Helpful context:


In 1735, Leonhard Euler was in Königsberg, a city in Prussia built on two islands where the Pregel River forked. The islands and riverbanks were connected by seven bridges. The locals had a recreational puzzle that had never been solved: could you take a walk through the city crossing each of the seven bridges exactly once?

People had tried and failed for years. Euler didn’t just solve the puzzle - he proved it was impossible, and in doing so invented an entirely new branch of mathematics.

His insight was to abstract away everything irrelevant. The physical layout of the city didn’t matter. All that mattered was which landmasses connected to which others, and how many bridges connected them. He replaced the city with dots (landmasses) and lines (bridges). And then he noticed something clean: a walk that crosses every edge exactly once - what we now call an Eulerian path - can only exist if at most two vertices have an odd number of connections. In Königsberg, all four landmasses had an odd number of bridges. No such walk could exist.

That abstraction - replace objects with dots, replace relationships with lines - is the definition of a graph.


Graphs: The Basics

A graph $G = (V, E)$ consists of a set of vertices (or nodes) $V$ and a set of edges $E$ connecting pairs of vertices.

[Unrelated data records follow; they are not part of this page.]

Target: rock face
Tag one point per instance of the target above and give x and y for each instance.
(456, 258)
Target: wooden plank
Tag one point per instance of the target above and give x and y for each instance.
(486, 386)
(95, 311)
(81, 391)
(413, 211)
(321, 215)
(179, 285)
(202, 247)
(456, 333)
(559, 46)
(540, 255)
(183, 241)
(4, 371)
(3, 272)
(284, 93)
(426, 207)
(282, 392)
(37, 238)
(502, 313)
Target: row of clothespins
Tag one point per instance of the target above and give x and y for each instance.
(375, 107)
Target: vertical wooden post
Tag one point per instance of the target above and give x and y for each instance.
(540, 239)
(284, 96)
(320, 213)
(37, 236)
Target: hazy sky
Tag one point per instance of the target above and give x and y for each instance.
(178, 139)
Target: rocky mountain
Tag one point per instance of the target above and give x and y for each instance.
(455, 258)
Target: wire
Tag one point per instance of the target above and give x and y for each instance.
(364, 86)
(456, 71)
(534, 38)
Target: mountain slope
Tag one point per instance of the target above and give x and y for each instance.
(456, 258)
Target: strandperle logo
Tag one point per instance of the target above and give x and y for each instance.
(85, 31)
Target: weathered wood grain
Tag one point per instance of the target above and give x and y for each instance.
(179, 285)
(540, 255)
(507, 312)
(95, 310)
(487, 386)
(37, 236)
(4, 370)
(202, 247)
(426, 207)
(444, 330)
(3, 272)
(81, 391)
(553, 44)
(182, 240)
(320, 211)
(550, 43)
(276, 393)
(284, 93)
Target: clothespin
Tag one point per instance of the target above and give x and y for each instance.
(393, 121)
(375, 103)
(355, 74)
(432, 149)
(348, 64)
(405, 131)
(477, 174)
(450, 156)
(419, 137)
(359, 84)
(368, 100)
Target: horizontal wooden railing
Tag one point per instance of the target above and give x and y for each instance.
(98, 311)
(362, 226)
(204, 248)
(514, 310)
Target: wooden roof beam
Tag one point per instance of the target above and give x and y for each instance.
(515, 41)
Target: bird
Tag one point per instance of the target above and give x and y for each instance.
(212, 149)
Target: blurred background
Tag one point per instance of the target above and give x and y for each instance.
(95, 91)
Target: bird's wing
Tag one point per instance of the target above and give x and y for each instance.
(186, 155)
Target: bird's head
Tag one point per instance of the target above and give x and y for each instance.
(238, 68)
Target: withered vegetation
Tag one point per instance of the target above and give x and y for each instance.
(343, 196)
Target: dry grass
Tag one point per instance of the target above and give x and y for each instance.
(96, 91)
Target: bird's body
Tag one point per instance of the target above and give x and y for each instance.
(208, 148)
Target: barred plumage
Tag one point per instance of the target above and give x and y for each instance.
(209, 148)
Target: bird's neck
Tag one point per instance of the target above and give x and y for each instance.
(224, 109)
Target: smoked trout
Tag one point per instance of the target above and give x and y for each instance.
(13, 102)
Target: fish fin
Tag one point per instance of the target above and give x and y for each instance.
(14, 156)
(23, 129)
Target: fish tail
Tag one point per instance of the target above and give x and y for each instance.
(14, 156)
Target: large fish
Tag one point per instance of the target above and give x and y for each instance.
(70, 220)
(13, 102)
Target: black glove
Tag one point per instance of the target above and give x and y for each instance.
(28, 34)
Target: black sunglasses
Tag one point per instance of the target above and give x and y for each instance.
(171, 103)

Directed vs. undirected. In an undirected graph, edges have no direction: if $A$ connects to $B$, then $B$ connects to $A$. In a directed graph (digraph), edges are one-way: $(A, B)$ and $(B, A)$ are different edges. Road networks with one-way streets, web links, and dependency graphs are directed.

Weighted vs. unweighted. A weighted graph assigns a numerical value to each edge - distance, cost, capacity. An unweighted graph doesn’t.

Two representations dominate in practice:

Adjacency matrix. A $V \times V$ matrix where entry $(i, j) = 1$ (or the edge weight) if edge $(i, j)$ exists. Edge lookup is $O(1)$, but the matrix always uses $O(V^2)$ space - wasteful for sparse graphs where most entries are zero.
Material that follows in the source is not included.